It’s Not Set In Stone: 5 Ways To Deal If You’re Completely Over Your Major
Has anyone ever asked you what your dream job is, and you suddenly become self-aware? You want to voice what you dream of doing, but you’re so afraid you’ll never achieve this dream, so you change it to something more attainable.
It has happened to me — a lot. You see, when I was little, I wanted to be Mexico’s president.
When we’re younger, we feel more capable of achieving anything, but as we grow old, we start stumbling upon reality checks in the form of gender, minority or economic hardships.
We change, and suddenly, that dream of being an astronaut is buried under the comfort of becoming an accountant.
For a similar reason, along with my own personal disgust toward Mexican politics (corruption, ties to organized crime, murders, etc.), I decided to major in marketing communications. It was a safe and flexible decision, and with the right focus, you can apply marketing to everything from politics to engineering to social justice.
My mantra was, “If you’re going to do marketing, then you might as well be the best.” I tried getting involved in all marketing things for my freshman year and part of my sophomore year.

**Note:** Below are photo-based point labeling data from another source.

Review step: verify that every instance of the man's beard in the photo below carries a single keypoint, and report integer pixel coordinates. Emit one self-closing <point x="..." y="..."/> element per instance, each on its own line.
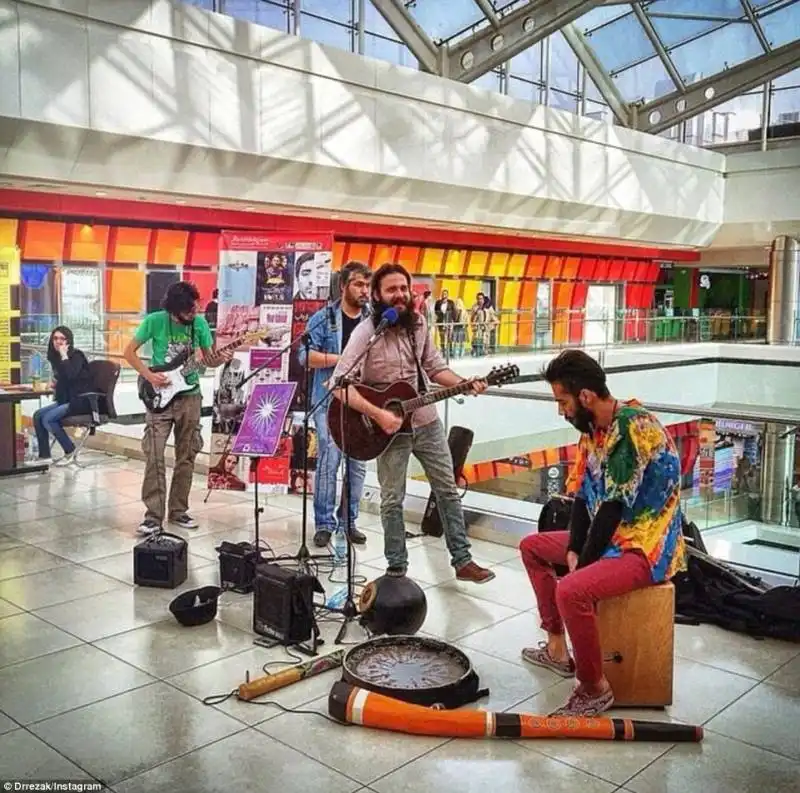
<point x="405" y="308"/>
<point x="583" y="420"/>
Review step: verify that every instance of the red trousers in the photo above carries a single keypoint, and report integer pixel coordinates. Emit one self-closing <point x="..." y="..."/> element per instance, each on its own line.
<point x="570" y="602"/>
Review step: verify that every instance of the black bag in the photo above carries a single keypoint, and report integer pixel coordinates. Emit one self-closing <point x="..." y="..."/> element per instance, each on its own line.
<point x="710" y="591"/>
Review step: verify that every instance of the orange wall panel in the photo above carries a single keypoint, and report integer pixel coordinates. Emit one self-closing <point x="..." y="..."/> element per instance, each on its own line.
<point x="8" y="233"/>
<point x="124" y="290"/>
<point x="87" y="243"/>
<point x="42" y="240"/>
<point x="359" y="252"/>
<point x="170" y="247"/>
<point x="498" y="264"/>
<point x="476" y="264"/>
<point x="409" y="257"/>
<point x="129" y="246"/>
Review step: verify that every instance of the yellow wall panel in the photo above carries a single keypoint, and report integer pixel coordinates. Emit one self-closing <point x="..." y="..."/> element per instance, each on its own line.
<point x="454" y="261"/>
<point x="477" y="263"/>
<point x="8" y="232"/>
<point x="432" y="260"/>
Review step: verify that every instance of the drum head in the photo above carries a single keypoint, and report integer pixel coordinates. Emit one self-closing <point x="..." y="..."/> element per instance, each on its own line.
<point x="414" y="669"/>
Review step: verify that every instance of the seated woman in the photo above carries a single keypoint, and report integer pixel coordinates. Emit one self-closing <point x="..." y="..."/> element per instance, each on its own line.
<point x="72" y="379"/>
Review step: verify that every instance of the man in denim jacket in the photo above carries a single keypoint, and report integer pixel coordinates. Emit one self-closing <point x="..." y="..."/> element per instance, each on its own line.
<point x="329" y="330"/>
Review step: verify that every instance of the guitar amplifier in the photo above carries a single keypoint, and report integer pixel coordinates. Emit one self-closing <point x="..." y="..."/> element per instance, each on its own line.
<point x="283" y="604"/>
<point x="460" y="442"/>
<point x="161" y="560"/>
<point x="237" y="566"/>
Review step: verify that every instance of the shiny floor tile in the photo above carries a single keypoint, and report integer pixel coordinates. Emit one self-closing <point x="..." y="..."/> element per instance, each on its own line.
<point x="734" y="652"/>
<point x="107" y="614"/>
<point x="25" y="636"/>
<point x="53" y="684"/>
<point x="50" y="587"/>
<point x="24" y="756"/>
<point x="245" y="761"/>
<point x="718" y="765"/>
<point x="766" y="716"/>
<point x="168" y="648"/>
<point x="25" y="559"/>
<point x="132" y="732"/>
<point x="478" y="766"/>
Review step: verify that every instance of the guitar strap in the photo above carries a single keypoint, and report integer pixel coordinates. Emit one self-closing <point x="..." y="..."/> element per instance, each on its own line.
<point x="422" y="384"/>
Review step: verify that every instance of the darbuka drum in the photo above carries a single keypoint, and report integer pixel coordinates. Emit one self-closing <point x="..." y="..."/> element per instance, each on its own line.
<point x="415" y="669"/>
<point x="393" y="605"/>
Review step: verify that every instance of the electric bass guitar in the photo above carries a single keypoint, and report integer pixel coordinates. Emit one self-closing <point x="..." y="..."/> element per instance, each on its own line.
<point x="180" y="368"/>
<point x="366" y="440"/>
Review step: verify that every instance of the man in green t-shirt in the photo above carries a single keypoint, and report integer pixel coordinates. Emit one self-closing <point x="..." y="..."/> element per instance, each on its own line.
<point x="176" y="330"/>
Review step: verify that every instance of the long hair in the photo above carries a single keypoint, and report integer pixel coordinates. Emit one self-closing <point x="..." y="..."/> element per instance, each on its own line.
<point x="377" y="306"/>
<point x="181" y="298"/>
<point x="53" y="355"/>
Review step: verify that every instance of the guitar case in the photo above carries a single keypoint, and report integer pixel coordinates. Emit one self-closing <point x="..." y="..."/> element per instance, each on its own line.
<point x="460" y="442"/>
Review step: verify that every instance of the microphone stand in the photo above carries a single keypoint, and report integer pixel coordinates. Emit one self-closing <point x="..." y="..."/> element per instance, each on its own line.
<point x="348" y="610"/>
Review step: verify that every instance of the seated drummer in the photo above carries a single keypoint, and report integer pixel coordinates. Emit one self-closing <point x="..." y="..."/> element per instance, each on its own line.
<point x="625" y="530"/>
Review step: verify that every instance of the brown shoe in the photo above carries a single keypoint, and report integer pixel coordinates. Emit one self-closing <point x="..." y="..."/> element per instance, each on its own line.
<point x="472" y="572"/>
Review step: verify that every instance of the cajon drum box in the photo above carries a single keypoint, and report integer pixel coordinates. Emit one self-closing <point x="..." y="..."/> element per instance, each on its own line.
<point x="637" y="634"/>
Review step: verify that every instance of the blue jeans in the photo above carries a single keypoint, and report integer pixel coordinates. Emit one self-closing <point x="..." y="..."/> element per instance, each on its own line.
<point x="327" y="515"/>
<point x="429" y="445"/>
<point x="47" y="420"/>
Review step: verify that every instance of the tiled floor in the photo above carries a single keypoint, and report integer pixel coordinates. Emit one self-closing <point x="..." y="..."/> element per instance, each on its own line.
<point x="97" y="680"/>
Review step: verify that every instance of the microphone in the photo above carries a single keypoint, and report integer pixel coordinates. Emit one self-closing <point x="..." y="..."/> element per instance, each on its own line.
<point x="388" y="318"/>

I joined all the marketing societies I found interesting or relevant, tried handing in A-level campaigns and even forced myself to follow the latest marketing trends and news. But even with all that, I couldn’t push myself to go over the line. It was exhausting.
I kept comparing myself to other students who truly loved marketing; I was getting frustrated. At one point, I joined organizations dedicated to social justice and diversity, but even then, surrounded by people who also had a goal of making the world a better place, I was still angry.
I attended, but never really took a leadership role because I felt my marketing degree was going to be useless, and therefore, I felt incapable of handling things.
All the while my friends said to me I shouldn’t let my degree define me, or tell me what I can do. “Yeah,” I said, dismissing them. And that’s basically how I spent freshman year to junior year at Emerson: in constant frustration because I hated my major.
Eventually, one day, in the middle of a class called “Arab Uprisings,” I realized that regardless of my major, I’d still been following what I love, just not fully.
I’d been taking classes about revolutions, social movements and social behavior, and I realized I can do anything I want. Then I learned that my professor, who was talking about hegemony, Orientalism, economics and dictatorships, had studied engineering. I almost fell off my chair.
‘If an engineer is talking about revolutions, then a marketer can talk about corrupt communication campaigns between the media and the government,’ I thought.
Some months later, I still have a slight eye twitch whenever people say, “Oh, you’re a political communications major, right?” and I correct them, but I’m definitely happier.
When it finally clicked that I love people and justice more than my frustration toward marketing, I felt much better. When I let my true interests take over and speak, I felt more confident of myself, even as a marketer.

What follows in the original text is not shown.